The highlight of the quarter was the sharp rise in net profit, which grew 72 per cent year-on-year (y-o-y) to Rs 42 crore. The sharp rise in profit has been driven by the lower interest costs, which fell to Rs 2.29 crore from Rs 16.6 crore in the comparable quarter last year. After adjusting this one-time event, Jyothy's post-tax profit is still up by 30 per cent. The promoters have infused funds into the company and retired expensive debt, which has helped lower interest costs.
The company says that five out of its six power brands have reported robust growth, which is a promising development. During the quarter, fabric care has grown by 19 per cent y-o-y, fabric whitener (Ujala) has grown by 12 per cent. The seven per cent volume growth in fabric whitener and five per cent value growth suggests the brand's potential for further growth.
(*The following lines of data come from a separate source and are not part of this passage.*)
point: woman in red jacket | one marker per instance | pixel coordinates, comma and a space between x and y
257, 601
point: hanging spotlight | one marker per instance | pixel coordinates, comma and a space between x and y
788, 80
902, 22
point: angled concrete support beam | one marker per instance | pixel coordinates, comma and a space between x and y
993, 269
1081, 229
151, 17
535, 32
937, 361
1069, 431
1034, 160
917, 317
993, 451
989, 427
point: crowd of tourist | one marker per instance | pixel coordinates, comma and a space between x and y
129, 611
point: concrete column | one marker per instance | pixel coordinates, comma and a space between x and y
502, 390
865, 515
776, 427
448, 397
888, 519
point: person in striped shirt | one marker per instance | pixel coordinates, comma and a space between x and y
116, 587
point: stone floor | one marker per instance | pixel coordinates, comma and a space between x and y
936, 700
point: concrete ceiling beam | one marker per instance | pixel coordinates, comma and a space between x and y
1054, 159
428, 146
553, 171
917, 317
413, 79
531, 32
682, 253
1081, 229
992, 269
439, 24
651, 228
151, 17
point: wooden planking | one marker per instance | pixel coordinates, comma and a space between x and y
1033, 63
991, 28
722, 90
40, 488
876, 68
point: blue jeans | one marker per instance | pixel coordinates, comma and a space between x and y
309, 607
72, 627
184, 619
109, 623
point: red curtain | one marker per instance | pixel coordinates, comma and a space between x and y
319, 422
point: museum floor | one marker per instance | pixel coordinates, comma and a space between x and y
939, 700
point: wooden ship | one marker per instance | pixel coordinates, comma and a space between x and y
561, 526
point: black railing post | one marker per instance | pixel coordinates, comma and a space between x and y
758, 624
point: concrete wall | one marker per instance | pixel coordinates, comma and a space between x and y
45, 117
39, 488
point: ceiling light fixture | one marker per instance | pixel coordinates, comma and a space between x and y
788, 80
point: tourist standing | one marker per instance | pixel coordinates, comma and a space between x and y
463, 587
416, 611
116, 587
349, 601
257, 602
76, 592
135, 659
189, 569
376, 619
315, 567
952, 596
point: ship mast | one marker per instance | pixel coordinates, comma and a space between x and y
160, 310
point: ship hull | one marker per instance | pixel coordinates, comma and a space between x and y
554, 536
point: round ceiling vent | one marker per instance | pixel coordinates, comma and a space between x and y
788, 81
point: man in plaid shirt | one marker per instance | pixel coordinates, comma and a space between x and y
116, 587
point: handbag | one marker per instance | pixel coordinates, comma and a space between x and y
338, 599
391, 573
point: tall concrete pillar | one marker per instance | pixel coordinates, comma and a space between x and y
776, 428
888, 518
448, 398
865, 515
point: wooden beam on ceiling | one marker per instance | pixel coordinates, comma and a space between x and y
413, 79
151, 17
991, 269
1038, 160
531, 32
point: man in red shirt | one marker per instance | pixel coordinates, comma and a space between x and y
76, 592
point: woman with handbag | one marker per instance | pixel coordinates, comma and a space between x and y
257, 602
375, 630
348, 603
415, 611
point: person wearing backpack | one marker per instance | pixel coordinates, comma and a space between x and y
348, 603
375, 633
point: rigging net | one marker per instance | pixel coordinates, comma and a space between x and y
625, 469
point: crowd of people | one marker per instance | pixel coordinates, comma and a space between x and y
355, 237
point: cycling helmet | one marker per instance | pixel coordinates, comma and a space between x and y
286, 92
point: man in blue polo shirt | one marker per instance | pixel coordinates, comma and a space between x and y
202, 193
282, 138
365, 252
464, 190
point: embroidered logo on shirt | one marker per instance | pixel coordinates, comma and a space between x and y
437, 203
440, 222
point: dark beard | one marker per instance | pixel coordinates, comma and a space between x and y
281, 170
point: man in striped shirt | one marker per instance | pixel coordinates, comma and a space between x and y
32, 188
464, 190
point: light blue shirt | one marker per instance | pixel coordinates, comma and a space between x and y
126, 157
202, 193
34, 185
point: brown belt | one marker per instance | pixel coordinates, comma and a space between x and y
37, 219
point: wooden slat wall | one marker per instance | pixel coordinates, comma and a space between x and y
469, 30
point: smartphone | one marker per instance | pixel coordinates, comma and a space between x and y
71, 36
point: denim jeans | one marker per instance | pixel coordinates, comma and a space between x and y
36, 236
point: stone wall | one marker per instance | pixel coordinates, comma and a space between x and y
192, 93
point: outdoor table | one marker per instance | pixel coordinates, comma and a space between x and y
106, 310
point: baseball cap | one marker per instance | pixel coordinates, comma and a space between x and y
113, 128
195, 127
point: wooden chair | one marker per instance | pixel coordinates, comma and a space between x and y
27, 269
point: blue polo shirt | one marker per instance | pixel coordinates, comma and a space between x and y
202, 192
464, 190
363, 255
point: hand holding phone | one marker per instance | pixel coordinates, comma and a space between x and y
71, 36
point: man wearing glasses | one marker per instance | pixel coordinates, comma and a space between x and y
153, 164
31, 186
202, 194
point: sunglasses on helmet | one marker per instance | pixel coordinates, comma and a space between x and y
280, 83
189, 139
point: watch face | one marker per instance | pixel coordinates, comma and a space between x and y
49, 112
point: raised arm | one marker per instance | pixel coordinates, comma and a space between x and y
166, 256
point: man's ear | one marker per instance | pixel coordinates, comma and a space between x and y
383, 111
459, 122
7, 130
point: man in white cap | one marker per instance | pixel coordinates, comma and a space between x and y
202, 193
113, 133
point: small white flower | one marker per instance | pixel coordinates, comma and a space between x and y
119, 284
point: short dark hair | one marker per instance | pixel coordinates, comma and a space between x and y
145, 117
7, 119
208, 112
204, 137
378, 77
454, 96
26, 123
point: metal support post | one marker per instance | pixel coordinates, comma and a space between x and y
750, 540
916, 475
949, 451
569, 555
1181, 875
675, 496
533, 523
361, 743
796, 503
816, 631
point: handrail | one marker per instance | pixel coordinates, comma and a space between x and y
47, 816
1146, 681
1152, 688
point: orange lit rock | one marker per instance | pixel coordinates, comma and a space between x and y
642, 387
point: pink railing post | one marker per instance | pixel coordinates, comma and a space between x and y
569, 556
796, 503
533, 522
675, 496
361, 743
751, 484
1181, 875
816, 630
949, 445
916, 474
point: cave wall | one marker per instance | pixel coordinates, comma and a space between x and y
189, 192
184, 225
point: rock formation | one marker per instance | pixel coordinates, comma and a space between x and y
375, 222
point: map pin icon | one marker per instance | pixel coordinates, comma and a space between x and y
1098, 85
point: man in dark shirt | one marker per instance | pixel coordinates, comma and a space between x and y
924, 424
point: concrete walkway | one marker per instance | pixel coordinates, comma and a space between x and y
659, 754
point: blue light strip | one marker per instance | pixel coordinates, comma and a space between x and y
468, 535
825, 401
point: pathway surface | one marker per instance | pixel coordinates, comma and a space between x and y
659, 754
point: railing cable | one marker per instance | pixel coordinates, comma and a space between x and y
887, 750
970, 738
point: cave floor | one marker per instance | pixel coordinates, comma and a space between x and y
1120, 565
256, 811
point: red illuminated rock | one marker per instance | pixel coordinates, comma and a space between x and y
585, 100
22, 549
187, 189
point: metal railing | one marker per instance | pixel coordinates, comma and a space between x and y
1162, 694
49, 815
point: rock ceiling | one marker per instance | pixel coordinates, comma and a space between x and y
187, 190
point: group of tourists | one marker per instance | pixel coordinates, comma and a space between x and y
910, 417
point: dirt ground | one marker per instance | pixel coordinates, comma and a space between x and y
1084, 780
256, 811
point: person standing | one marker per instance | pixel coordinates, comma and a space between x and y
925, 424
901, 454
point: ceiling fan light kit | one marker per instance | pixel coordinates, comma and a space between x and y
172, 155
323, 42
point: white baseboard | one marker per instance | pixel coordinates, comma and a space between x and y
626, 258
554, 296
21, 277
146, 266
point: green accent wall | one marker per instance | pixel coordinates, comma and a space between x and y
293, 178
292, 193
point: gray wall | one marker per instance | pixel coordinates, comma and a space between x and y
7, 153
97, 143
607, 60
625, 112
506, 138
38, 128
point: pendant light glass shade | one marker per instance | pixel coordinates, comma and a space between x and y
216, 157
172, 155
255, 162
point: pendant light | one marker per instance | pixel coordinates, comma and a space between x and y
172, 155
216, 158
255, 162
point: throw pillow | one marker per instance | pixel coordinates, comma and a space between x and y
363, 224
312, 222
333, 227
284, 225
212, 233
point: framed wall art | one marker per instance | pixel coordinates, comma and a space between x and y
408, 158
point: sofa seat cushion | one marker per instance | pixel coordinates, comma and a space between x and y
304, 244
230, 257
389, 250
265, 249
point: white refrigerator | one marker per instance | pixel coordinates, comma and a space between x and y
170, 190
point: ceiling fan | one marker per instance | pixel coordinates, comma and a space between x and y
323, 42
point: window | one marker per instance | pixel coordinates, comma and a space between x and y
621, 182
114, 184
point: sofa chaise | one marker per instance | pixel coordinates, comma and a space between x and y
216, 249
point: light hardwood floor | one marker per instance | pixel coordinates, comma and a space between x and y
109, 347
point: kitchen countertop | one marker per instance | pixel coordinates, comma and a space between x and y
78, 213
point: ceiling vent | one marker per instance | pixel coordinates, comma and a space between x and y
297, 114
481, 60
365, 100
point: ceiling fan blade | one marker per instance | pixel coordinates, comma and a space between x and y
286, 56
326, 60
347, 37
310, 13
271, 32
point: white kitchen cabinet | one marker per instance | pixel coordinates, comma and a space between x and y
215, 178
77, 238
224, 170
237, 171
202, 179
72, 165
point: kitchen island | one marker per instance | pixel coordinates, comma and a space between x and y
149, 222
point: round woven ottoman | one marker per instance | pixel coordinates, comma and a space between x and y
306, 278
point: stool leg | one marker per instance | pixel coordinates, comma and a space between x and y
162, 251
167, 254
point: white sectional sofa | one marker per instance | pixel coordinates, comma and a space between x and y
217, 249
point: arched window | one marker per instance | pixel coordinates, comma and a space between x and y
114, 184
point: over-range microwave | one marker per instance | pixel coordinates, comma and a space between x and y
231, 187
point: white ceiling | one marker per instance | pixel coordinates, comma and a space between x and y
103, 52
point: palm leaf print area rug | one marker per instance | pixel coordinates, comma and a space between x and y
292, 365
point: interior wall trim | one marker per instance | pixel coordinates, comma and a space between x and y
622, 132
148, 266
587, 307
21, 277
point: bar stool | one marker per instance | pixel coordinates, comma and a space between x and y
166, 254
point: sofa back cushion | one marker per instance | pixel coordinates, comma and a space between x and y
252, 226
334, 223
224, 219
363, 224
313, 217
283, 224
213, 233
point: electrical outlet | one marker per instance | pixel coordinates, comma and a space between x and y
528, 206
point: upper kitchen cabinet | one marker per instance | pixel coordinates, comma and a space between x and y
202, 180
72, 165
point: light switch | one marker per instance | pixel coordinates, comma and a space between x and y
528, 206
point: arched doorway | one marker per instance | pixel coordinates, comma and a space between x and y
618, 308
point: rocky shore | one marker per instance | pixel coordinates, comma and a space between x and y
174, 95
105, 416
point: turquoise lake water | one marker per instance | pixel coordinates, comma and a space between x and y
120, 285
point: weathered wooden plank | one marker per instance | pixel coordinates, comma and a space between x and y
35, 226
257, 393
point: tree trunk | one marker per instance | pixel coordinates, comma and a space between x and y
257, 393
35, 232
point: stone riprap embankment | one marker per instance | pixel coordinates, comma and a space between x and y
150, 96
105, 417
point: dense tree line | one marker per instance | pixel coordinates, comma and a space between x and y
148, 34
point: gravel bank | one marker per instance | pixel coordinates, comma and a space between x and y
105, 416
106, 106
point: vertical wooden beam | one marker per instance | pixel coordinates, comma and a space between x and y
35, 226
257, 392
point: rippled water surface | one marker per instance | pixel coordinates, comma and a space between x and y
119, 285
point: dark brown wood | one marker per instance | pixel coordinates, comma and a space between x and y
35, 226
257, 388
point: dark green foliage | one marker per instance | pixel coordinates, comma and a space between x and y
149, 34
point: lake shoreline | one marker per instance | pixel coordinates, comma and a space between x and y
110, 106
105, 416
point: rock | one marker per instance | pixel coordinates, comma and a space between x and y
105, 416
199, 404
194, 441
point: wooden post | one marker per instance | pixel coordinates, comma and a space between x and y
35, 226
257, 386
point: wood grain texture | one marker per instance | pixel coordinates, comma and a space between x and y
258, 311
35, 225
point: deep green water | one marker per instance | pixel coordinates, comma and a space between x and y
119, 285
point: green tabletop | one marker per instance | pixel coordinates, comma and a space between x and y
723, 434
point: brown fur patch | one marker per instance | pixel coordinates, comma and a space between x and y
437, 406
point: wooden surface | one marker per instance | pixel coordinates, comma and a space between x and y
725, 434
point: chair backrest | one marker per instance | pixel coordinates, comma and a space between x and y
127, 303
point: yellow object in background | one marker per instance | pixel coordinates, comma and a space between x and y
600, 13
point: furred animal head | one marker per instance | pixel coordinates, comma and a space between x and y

The dish wash category has grown by 24 per cent, and is a segment analysts believe the company should focus on as it's a growing category.
Analysts claim that while the performance during the quarter is commendable, they are distinctly uncomfortable with the categories in which the company is present. The company is not present in any niche category and the ones it is present in are dominated by multinationals, which may restrict Jyothy’s growth.